The government plans to invest 180 trillion won ($166 billion) this year to foster a start-up ecosystem, new industries and markets with growth potential.
Five economic ministries and agencies including the Science Ministry reported their new policies to President Park Geun-hye at the government complex in Sejong City.
The Industry Ministry said it set this year’s exports target at over $600 billion and foreign direct investment at more than $20 billion.
President Park urged the economic ministers to implement policies aimed at developing a creative economy, stressing the importance of timing.
President Park Geun-hye speaks before being briefed by the five economy-related ministries at Cheong Wa Dae on Thursday. (Yonhap)
“The top priority of the 2015 economic policy will be to revitalize the economy which is in a slump,’’ Park said. “There is a timing issue to transit to a new economic paradigm. The creative economy that we seek to build for the next three years will lay a foundation for economic growth in the next 30 years,’’ she added.
In his briefing, Science and ICT Minister Choi Yang-hee said the government will create a system to incubate start-ups.
As the first step for this mission, the government set up four centers for innovation outside of Seoul to develop technology across the nationin 2014. The number of start-up incubation centers will increase to 14 by the year-end.
In addition, the ministry said it would drive to cultivate new industries with high growth potential, most of which will be service and tech-driven businesses, such as software, smart cars, bio and fifth- generation mobile networks.
The money for the new industry and market creation and promotion will amount to 100 trillion won, he said.
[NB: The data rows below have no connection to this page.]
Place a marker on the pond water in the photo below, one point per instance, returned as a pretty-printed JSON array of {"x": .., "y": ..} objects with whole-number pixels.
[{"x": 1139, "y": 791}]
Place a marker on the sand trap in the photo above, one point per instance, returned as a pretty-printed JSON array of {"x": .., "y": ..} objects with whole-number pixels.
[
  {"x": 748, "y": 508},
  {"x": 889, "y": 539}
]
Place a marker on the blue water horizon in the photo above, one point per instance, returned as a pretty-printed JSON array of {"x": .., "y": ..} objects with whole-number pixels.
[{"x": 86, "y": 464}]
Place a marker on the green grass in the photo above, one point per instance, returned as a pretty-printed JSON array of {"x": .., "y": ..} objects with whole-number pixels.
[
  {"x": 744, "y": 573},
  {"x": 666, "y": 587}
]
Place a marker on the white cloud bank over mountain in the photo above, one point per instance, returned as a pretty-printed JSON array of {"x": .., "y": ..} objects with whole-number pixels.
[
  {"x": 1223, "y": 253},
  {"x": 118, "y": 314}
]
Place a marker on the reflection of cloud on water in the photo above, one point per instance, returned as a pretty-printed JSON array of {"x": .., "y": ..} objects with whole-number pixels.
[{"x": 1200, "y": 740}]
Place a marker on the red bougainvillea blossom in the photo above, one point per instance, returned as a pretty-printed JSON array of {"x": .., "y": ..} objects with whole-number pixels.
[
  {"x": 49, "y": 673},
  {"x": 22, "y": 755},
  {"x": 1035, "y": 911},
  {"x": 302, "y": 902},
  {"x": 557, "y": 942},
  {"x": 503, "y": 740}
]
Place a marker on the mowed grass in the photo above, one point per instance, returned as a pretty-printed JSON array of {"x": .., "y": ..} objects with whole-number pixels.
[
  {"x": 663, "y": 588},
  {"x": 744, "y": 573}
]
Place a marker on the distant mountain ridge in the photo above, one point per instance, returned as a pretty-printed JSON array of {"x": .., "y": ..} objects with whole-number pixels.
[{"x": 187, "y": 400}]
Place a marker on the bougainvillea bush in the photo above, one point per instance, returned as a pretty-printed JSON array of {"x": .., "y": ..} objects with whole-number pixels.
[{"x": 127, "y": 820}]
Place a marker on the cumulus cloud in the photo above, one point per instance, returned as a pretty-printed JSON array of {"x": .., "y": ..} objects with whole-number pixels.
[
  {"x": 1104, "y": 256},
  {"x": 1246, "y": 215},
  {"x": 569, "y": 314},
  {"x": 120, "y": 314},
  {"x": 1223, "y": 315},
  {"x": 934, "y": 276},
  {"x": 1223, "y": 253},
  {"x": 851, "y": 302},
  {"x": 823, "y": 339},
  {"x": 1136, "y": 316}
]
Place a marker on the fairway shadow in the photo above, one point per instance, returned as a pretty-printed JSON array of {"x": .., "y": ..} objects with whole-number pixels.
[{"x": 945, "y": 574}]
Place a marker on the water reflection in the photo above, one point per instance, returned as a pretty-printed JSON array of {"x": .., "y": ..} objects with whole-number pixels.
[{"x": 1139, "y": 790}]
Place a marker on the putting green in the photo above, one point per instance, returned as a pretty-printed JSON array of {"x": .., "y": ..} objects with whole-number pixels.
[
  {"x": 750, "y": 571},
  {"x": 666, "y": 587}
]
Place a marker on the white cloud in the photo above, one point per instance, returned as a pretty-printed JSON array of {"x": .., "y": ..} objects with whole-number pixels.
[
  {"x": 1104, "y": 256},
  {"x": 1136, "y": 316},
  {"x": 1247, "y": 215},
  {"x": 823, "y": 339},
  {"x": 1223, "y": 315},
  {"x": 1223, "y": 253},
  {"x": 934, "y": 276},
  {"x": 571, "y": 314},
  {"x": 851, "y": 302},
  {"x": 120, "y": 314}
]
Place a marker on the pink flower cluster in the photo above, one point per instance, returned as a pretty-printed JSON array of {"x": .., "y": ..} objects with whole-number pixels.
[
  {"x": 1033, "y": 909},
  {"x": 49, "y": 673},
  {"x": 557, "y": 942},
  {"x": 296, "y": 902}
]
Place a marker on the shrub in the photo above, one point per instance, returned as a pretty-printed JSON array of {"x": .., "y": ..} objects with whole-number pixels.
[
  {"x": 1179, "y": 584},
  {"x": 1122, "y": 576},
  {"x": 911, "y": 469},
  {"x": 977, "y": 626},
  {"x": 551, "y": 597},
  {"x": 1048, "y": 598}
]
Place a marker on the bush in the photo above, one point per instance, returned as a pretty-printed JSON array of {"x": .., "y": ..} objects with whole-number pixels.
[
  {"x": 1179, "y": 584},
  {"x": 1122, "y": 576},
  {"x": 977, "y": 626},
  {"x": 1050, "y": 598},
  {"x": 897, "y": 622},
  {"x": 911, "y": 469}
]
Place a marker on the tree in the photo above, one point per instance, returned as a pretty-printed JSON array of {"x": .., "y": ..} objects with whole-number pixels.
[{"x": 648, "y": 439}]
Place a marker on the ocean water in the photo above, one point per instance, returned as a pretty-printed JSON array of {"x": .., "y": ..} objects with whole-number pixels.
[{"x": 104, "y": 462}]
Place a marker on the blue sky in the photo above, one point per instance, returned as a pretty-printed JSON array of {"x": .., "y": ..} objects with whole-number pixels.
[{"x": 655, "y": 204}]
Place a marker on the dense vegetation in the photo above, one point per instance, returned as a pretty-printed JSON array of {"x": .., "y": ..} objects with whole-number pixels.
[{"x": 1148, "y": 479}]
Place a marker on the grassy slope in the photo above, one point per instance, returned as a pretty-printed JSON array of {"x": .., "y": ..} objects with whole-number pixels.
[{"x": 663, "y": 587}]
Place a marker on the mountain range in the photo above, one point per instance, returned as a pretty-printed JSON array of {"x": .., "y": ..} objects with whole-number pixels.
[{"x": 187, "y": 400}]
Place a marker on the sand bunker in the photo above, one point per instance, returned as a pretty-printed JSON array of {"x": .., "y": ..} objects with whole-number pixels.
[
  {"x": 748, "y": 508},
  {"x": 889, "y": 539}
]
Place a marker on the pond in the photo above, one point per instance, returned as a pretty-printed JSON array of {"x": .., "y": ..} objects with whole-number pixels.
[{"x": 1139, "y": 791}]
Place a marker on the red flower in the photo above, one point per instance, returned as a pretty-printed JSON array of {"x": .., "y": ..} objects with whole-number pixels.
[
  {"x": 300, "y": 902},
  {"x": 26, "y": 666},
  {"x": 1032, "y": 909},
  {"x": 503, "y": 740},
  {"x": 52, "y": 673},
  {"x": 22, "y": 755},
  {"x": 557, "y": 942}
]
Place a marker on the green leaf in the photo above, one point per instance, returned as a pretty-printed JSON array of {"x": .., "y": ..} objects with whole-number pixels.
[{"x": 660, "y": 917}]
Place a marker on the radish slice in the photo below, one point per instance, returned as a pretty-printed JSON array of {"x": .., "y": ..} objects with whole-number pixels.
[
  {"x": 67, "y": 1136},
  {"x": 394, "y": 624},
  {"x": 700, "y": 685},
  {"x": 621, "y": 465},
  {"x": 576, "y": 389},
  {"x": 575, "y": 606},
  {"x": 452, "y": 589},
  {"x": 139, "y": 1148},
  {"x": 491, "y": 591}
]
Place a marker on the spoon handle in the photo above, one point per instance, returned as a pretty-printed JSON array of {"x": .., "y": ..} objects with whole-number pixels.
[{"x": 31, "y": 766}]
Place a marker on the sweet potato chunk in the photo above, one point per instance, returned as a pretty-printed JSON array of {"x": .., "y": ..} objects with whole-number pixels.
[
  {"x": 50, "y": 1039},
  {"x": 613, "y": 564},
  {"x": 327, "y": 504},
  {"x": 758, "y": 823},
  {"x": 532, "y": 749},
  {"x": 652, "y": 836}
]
Industry Minister Yoon Sang-jick said the government would make full use of its free trade agreements, promising smaller companies to help them meet their exports target this year and invest in future-oriented services and industries.
Exports is critical for Korea to meet its annual growth target in that the nation’s overseas shipments took 42.91 percent of the country’s GDP in 2013.
For growth in exports, the ministry said it will focus more on utilizing the FTAs instead of seeking new trade pacts.
Once the FTA with China is ratified, South Korea will be the only significant economy in the world that has open trade regimes with the world’s top three powerhouse. Seoul already has FTAs with the U.S. and the European Union.
The ministry will launch a number of support programs to help small and medium enterprises that have the capability to sell goods abroad but have been constrained by a lack of trained employees and knowledge about foreign trade rules.
Increasing the portion of exports handled by SMEs is critical for more balanced growth and a reduction in the country’s dependence on a handful of large conglomerates, such as Samsung and Hyundai Motor.
As an exemplary SME support program, the ministry will work with the Korea International Trade Association to set up a “China Desk” in March to develop products that can be sold in the world’s No. 2 economy.
The government will also designate 270 trading companies to help SMEs, up from 167 last year.
“Such measures will allow SMEs to account for 35 percent of the country’s exports in 2015 from 34 percent last year,” the Trade Ministry said.